Папка со стихотворением лежит на рояле, и Рылеев слишком быстрым, слишком суетливым жестом хватает её оттуда, чтобы поднести к столу, где садится князь, и раскрыть перед ним. Трубецкой секунду смотрит на него, а потом — одной рукой берёт лист бумаги и второй успевает накрыть его ладонь. Странное чувство, удивительное, очень незнакомое поэту Рылееву во всех проявлениях: и когда стихи его читает не он сам в кругу союзников вслух, и чужая рука поверх его собственной. Трубецкой под мутным пламенем догорающей свечи скользит взглядом по строчкам, а на окончании первой строфы с силой сжимает Кондратию ладонь — чтобы затем поднести её к губам и медленно поцеловать каждый палец, каждую костяшку, поцеловать, а сразу после прижаться к тыльной стороне лбом и зажмуриться.
— Видать, переубедил, — говорит Рылеев таким неуместным сейчас иезуитским своим тоном. Князь Трубецкой тихо смеётся в ответ. Ему в руку смеётся. Мог ли Кондратий Рылеев подумать, что будет на грани того, чтобы сцеловать смешинки с уголков красивых губ князя Сергея Трубецкого.
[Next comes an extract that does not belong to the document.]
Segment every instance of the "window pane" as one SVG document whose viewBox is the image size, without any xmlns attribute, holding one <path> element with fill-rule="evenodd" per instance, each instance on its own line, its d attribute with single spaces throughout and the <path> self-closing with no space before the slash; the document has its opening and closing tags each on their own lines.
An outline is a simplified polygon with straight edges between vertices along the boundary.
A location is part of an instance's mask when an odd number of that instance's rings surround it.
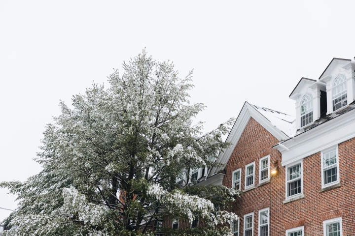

Второй, свободной ладонью, он сначала лохматит аккуратно расчёсанные и, вероятно, с большим усердием уложенные кем-то из слуг княжеские кудри, потом наклоняется и трогает Трубецкого за подбородок — посмотри на меня, посмотри в глаза, дай мне тоже на тебя посмотреть и запомнить навсегда. Формальное “князь” и более личное “Сергей Петрович” сейчас кажется таким чудовищно неподходящим, что поэт Кондратий Рылеев наконец-то решается попробовать на вкус, как звучит:
— Серёжа.
Трубецкой, раскрасневшийся, сплетает их пальцы в замок, а потом целует наконец-то губами в губы — жадным, истосковавшимся в ожидании, безумным поцелуем. Кондратий ловит свой стон где-то посередине поцелуя и вспоминает все свои сны о том, как у них всё могло бы быть. Явь, конечно, намного лучше. Явь лучше, даже если мундир во сне расстёгивался намного проще, а в жизни он чуть не ломает палец о крючок, и Сергей Трубецкой фыркает ему в макушку, прерывая тем самым какую-то глупую нежность, что шептал перед этим. Явь лучше.
И никогда никому из друзей-союзников лучше не знать, как они с князем умудрились использовать стол, обычно предназначенный для бокалов с шампанским.